Yok yok beklediğiniz üzere yine babasızlığımdan girmeyeceğim konuya.  Ama üzgünüm çok farklı bir şeyden de bahsetmeyeceğim. Uzun zamandır terkediliş hikayelerimden mahrum bırakmıştım sizi ve işte verystone iftiharla sunar…

Çok kısa bi süre önce hayatımda ilk kez evrene doğru bi mesaj verdim. Bi pazar sabahı oturdum ve bi yerlere hayallerimin erkeğinin fiziksel özelliklerini tanımladım. Evrenin eşref zamanına denk gelmiş olacağım ki pat diye karşıma çıkardı adamı. Üstelik tanımlarken adamın karakterine ilişkin hiç bir şey söylemediğim halde gitti karakter olarak da işte bu diyeceğimi buldu getirdi.  Beklenmedik zamanda karşıma çıkan her güzel şeye vereceğim tepkiyi verdim ben de evreni şaşırtmayarak önce tüm ukalalığımı, anlamsız duvarlarımı, dillere destan güvensizliğimi ve çok bilmişliğimi alarak gittim adamla buluşmaya. Klasik muhabbetler adamı anlamaya çalışırken laf lafı açtı adam bana bi bahis sitesinin dolandırıcılık yöntemini anlattı. Yöntem dünyanın en fantastik yöntemi değildi, hatta o sırada biri orda olsa ve dinlese hee diyip geçerdi muhtemelen ama adam cümle kurdukça ben eridim, eridikçe kendi kendime işte bu verystone işte bu, bu adam O adam oldum.

Kazasız geçen ilk buluşma 2. buluşmayı getirdi haliyle. Bi yandan karnımda uçuşan kelebekler, bi yandan kalpte oluşan o pır pır atma hissi, cümle kurarken ses incelir mi, kitlenir miyim korkusu bi yandan adamın yanında bulunan belki de bu güne kadar hiç duyulmamış o huzur. Tanımlamak istesem tanımlamak mümkün değil. Orda, O’nun yanıbaşında, omzuna yakın bi yerde kalmak istedim kimse dokunmasın orası benim yeni yaşam alanım, yerleşim yerim olsun, ara ara o anlatsın ben dinleyim, ekstra hiçbir şey vermesin ama beni ordan ayırmasın hissi.

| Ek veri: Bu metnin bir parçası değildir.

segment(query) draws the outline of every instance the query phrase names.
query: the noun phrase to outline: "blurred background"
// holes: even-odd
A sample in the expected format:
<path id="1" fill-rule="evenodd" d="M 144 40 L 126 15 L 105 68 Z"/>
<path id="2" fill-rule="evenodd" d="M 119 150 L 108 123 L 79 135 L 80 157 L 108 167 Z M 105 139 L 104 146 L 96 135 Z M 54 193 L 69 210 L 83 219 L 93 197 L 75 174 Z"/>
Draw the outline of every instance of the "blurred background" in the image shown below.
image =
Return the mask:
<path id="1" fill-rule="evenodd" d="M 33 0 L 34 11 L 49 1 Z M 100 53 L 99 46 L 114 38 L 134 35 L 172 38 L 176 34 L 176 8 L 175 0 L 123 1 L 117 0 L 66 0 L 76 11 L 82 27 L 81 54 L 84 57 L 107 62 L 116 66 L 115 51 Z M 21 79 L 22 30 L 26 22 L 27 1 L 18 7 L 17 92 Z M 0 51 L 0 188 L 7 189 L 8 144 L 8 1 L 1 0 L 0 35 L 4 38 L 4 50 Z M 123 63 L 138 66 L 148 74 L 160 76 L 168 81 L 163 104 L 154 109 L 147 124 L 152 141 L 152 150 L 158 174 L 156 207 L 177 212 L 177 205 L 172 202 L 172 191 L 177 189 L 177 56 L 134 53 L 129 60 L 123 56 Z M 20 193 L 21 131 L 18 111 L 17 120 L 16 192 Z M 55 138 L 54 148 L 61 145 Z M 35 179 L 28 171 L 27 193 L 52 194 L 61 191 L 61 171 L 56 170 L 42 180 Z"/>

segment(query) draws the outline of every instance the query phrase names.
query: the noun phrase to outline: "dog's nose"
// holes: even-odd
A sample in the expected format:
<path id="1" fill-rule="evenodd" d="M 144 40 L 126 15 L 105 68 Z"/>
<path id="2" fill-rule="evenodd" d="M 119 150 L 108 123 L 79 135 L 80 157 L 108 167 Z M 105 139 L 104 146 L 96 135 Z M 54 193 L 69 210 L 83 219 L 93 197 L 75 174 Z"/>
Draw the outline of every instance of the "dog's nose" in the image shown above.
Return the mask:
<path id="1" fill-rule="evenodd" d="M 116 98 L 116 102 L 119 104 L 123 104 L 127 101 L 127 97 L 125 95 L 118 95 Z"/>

Görmemeye dayanamamayla ortaya çıkan 5 dakikalık 3. buluşmayı sayarsak, 4. bir buluşma daha yaşadık adamla. En sevdiğim filmi izledik, en sevdiğim dondurmayı yedik, daha doğrusu o filmi izledi ben hissetmişim gibi O’nu. Veda bile etmeden birbirimize ben evime döndüm o uykusuna. Sonra sabahın 10’unda beklenen mesaj sesiyle açtım gözümü:

            “ Verystone ben ciddi bi ilişki istemiyorum, daha fazla ilerlemeden bitsin”

vermem gereken cevabı verdim tamam dedim. Birbirimize iyi dileklerimizi sunduk ve gitti.

            Bi insana aşık olmak için gereken süreyi muhakkak tespit etmiştir lüzumsuz bilim insanları, hikayeyi anlatınca herkesten bi boşver yahu zaten kısacık bi şeymiş duyduğum için benim süremin ciddiye alınmadığını biliyorum. Ama ne adama ne etrafımdakilere söyleyemedim  misofonyadan muzdarip, Plüton’a sempati besleyen, hayata dair korkuları olan iki insandık biz evrenin karşılaştırdığı. Ben aylarımı harcasam da tanımak için sevicektim o adamı  çünkü değiştirmek istemiycektim hiçbi şeyini bi insanı olduğu gibi sevmeyi O’nla öğrenicektim. Olmadı, olduramadım. Tam da bayram öncesi tüm arkadaşlarının bayramlığı varken ona bayramlık alınmamış çocuk gibi yine, yeni ve yeniden bi “hayırlısı”yla kalakaldım.